Weil-Malherbe and Krebs in a laboratory, c1934

Although presiding over the development of his department, Hopkins' breadth of view extended far beyond science and he was acutely aware of the political events that were changing the world in the 1930s. This perception led him, in 1933, to establish the Academic Assistance Council (later the Society for Protection of Science and Learning) that found places for refugees from Germany. In 1932 Hans Krebs and Kurt Henseleit had published their papers on the urea cycle, with Hopkins describing this completely novel work to the Royal Society in that same year. At that time Krebs was working in the medical clinic of the University of Freiburg, Germany. Following the election of the National Socialists in 1933, Jews were forbidden to teach in universities or practice in university hospitals. In April 1933 Krebs was therefore placed on a leave of absence, and he was subsequently dismissed two months later. However, by early April, Hopkins had already written to Krebs offering him shelter. Krebs left Freiburg for Cambridge in June 1933. In 1934 he was appointed a University Demonstrator and he remained in Cambridge until 1945 when he became Professor of Biochemistry at the University of Sheffield.
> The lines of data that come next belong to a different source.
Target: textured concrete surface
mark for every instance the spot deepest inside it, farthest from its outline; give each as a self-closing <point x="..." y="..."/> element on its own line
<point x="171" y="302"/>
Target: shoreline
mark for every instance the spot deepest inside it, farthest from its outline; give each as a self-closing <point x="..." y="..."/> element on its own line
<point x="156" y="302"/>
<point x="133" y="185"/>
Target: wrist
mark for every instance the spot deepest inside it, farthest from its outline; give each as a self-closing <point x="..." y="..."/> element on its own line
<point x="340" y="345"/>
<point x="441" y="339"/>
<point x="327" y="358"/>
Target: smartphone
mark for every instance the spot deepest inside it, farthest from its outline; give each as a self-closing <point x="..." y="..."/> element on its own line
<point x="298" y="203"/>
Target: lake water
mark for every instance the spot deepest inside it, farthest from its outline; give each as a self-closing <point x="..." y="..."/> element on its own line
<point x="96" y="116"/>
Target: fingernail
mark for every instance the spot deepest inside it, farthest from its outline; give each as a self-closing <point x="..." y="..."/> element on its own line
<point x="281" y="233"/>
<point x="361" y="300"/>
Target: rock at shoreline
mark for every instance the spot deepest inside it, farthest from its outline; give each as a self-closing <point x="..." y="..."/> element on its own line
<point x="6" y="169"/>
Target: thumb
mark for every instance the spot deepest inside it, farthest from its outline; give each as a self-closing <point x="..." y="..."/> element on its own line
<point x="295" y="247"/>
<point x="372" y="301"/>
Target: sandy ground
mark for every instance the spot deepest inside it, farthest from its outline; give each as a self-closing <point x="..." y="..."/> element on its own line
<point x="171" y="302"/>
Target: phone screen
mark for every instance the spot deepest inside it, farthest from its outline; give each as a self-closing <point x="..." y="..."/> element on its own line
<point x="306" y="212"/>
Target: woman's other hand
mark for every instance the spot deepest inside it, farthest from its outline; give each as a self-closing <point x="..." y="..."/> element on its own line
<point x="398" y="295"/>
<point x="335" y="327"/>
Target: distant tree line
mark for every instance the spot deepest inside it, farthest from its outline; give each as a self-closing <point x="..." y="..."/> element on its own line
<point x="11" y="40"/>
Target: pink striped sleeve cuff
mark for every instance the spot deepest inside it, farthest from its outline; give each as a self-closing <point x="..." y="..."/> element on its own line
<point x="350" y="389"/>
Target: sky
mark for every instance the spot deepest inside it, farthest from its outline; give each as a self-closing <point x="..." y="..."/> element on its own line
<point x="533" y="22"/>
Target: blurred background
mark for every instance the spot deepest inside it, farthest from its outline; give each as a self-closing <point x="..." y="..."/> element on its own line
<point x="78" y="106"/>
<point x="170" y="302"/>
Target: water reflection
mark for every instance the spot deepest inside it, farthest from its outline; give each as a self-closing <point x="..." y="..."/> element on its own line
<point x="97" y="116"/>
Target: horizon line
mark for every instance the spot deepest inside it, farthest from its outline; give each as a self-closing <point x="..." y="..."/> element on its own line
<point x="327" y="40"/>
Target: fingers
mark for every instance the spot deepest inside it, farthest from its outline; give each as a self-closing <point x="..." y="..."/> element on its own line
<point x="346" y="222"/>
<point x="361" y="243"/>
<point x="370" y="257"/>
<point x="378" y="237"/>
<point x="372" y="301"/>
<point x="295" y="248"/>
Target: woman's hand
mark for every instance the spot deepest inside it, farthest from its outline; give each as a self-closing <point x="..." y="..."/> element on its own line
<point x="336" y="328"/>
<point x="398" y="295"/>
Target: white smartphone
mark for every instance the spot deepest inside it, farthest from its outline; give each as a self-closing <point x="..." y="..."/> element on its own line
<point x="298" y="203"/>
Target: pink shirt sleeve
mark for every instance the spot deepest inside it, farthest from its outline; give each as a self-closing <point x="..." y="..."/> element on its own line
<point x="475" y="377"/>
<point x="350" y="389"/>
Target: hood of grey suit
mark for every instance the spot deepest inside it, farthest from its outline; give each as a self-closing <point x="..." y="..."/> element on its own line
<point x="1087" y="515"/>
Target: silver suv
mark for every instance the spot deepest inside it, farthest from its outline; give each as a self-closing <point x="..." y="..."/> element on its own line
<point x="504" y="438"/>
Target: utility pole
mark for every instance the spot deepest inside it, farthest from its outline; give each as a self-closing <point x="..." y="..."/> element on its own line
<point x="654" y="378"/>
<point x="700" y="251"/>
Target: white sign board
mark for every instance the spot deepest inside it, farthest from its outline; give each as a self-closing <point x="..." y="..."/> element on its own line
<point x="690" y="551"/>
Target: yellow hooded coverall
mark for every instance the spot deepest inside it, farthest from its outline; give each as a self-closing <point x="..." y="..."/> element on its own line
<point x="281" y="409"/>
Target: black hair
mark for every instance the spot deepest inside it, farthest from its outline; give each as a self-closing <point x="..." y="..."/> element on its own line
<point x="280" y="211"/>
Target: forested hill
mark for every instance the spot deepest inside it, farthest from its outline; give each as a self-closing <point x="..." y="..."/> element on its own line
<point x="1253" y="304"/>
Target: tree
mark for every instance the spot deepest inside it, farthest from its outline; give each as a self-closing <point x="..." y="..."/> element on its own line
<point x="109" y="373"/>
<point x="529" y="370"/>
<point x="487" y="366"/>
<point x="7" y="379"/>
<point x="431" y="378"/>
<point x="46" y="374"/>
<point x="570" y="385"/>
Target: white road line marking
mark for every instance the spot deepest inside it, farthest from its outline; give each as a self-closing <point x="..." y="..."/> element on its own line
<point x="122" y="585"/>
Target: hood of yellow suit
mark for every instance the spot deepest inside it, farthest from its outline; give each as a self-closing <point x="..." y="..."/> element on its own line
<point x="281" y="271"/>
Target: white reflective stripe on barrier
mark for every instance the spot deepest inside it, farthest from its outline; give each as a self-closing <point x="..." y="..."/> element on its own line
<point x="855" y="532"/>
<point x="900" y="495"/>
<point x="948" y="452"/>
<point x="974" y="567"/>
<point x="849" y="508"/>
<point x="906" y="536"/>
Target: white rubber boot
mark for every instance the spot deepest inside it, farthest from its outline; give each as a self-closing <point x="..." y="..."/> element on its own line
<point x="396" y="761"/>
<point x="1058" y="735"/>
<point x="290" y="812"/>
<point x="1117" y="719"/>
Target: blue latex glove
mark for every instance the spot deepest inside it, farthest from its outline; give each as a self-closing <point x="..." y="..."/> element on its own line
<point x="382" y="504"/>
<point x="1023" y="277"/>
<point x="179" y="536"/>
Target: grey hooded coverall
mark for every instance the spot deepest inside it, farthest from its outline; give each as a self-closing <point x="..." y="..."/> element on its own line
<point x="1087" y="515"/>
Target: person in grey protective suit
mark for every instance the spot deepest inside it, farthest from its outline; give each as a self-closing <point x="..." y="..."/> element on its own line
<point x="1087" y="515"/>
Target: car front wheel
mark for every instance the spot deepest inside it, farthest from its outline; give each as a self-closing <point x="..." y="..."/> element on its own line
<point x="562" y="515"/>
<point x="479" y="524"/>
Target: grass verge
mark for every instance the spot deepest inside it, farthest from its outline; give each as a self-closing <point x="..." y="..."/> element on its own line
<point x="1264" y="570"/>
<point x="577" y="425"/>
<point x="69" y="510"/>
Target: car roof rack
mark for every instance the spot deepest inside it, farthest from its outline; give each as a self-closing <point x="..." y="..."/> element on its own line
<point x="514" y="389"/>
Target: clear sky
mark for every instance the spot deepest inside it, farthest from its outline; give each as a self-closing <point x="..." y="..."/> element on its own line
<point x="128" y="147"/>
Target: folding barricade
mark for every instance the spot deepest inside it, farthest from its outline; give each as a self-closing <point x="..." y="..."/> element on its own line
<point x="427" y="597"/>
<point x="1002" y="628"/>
Krebs was the first in a long line of extraordinarily gifted scientists who fled Europe for Cambridge under Hopkins' auspices that included Ernst Joseph Friedman, Max Rudolph Lemberg, Ernst Boris Chain, Hans Weil-Malherbe, Stefan Bach and Hermann Lehmann. The last named of these, Lehmann, worked in the Department from 1936 to 1940, initially on carbohydrate metabolism. In May 1940 he was interned at the Huyton Internment Camp together with a number of other luminaries including Max Perutz. Using his contacts, Hopkins managed to get Lehmann released in October, whereupon he started work in the Emergency Medical Service. In 1943, with the support of Sir Charles Sherrington, Lehmann received a commission in the Royal Army Medical Corps, was posted to India, became Assistant Director of Pathology, and rose to the rank of Lieutenant Colonel. After the war, Lehmann became the leading authority on abnormal haemoglobins, and was University Biochemist at Addenbrooke's from 1963 and Professor of Clinical Biochemistry from 1967.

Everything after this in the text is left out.